Bobenstetter zum TSV-Buchbach-Aufstieg: „das ganze Dorf hat drei Tage gefeiert“

Buchbach war in der Bezirksliga angekommen, „das ganze Dorf hat drei Tage gefeiert“ und für Bobenstetter schien „das Maximum erreicht“, das man mit diesem Verein, mit diesen Strukturen in einem dörflich geprägten Umfeld erreichen kann. War es natürlich nicht. Buchbach kletterte weiter, obwohl der erfolgreiche Coach Begehrlichkeiten geweckt hatte. Zweimal ist Bobenstetter seinem Herzensklub dann untreu geworden, von 1999 bis 2001 coachte er den TSV Ampfing, von 2008 bis 2010 den FC Falke Markt Schwaben. Als er zurückkam, hatte Buchbach unter dem Trainer Matthias Pongratz die Bayernliga erreicht und sich 2012, wieder unter Bobenstetter, für die neu geschaffene Regionalliga Bayern qualifiziert.

Eine riesige Herausforderung für den kleinen Dorfverein, „die Frage war, ob wir das überhaupt stemmen können.“ Konnte man, unter tatkräftiger Mithilfe der Buchbacher Bevölkerung. Sechs Mann sind damals nach Offenbach gefahren, haben im Stadion am Bieberer Berg, das kurz vor der Renovierung stand, die Sitzschalen abmontiert und in Buchbach angeschraubt, der vom Verband geforderte „Gäste-Käfig“ war auch schnell errichtet, aus dem Buchbacher Sportplatz wurde ein Schmuckkästchen. Das sich bei den Regionalliga-Spielen zu einem bei Gegnern gefürchteten Hexenkessel verwandelte, wo Siege hinterher bei Bratwurst von Grillmeister Weindl, Ginos Schinken-Pizza und mit Spanferkel gefeiert wurden. „Richtig geil hier“, fand Haching-Trainer Claus Schromm diese ganz spezielle Buchbacher Atmosphäre. In Buchbach halten sie zusammen, egal, was kommt.
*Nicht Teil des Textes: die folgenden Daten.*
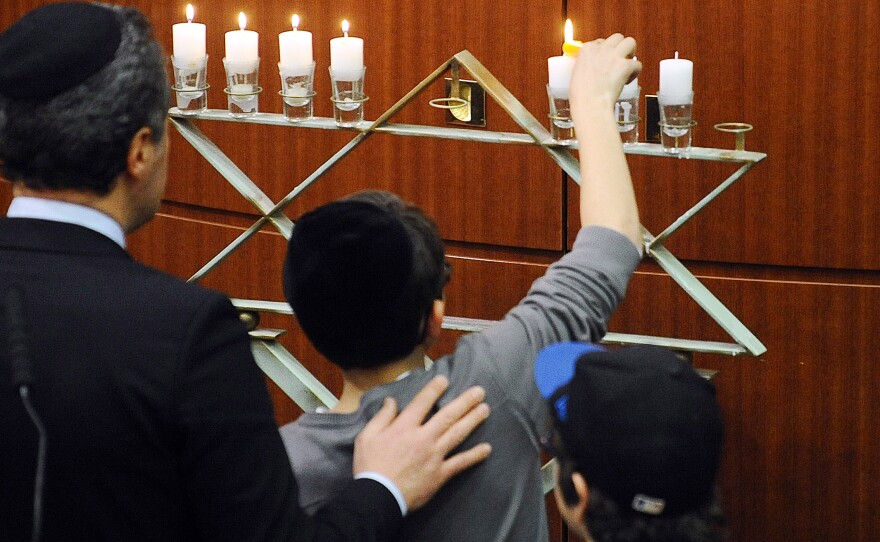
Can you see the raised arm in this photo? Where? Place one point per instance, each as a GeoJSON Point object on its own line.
{"type": "Point", "coordinates": [607, 197]}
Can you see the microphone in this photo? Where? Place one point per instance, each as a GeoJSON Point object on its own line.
{"type": "Point", "coordinates": [16, 333]}
{"type": "Point", "coordinates": [15, 322]}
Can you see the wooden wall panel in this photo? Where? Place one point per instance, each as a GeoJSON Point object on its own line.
{"type": "Point", "coordinates": [801, 452]}
{"type": "Point", "coordinates": [790, 249]}
{"type": "Point", "coordinates": [805, 75]}
{"type": "Point", "coordinates": [399, 51]}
So hat man es im Gegensatz zu manch renommierteren Klubs wie 1860 Rosenheim, SpVgg Bayreuth oder Bayern Hof Jahr für Jahr geschafft, die Klasse zu halten, meist relativ souverän, manchmal aber auch knapp. Bobenstetter erinnert sich an den Mai 2017, als in Rosenheim ein Tor in der siebten Minute der Nachspielzeit durch Torhüter(!) Alex Strobl die Liga sicherte. In Gefahr, seinen Job zu verlieren, war Bobenstetter allerdings nie, weil es „ohne ihn den Verein so nicht gäbe“, wie Fußball-Chef Grübl, Wegbegleiter von Anfang an, immer versicherte. Bobenstetter ist Buchbach und Buchbach ist Bobenstetter – so einfach ist das hier. Und so wahr.
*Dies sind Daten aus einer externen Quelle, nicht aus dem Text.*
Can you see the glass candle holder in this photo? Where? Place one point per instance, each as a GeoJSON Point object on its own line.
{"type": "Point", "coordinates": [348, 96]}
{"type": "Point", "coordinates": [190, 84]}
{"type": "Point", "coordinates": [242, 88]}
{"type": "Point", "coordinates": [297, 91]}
TSV Buchbach lockt Spieler mit Arbeitsplätzen statt mit Geld

Wer wenig Geld hat, braucht im Fußball solche Leute. Bobenstetter hat Spieler wie die Hains aus der Bezirksoberliga geholt und zu Regionalliga-Spielern geformt, einen Aleks Petrovic, der eigentlich eine Profikarriere anstrebte, in Buchbach gehalten und zum Rekordspieler werden lassen. Ganz besonders freut es ihn, wenn junge Leute kommen und hier sesshaft werden, hier bauen und vielleicht sogar eine Buchbacherin heiraten. Man lockt mit Ausbildungs- und Arbeitsplätzen in den Firmen der beiden großen Sponsoren, hat inzwischen auch eine Kooperation mit der FH Erding, kann dort Studienplätze bieten. Es hat sich so viel getan seit den Anfängen in der C-Klasse, wer aber hier Fußball spielt, muss bodenständig sein und sich auch damit abfinden, in der Wintervorbereitung mangels Kunstrasen schon mal auf der Straße zu laufen. „Die Möglichkeiten hier sind einfach begrenzt“, auch deshalb ist die Regionalliga für Bobenstetter ein ständiger Drahtseilakt.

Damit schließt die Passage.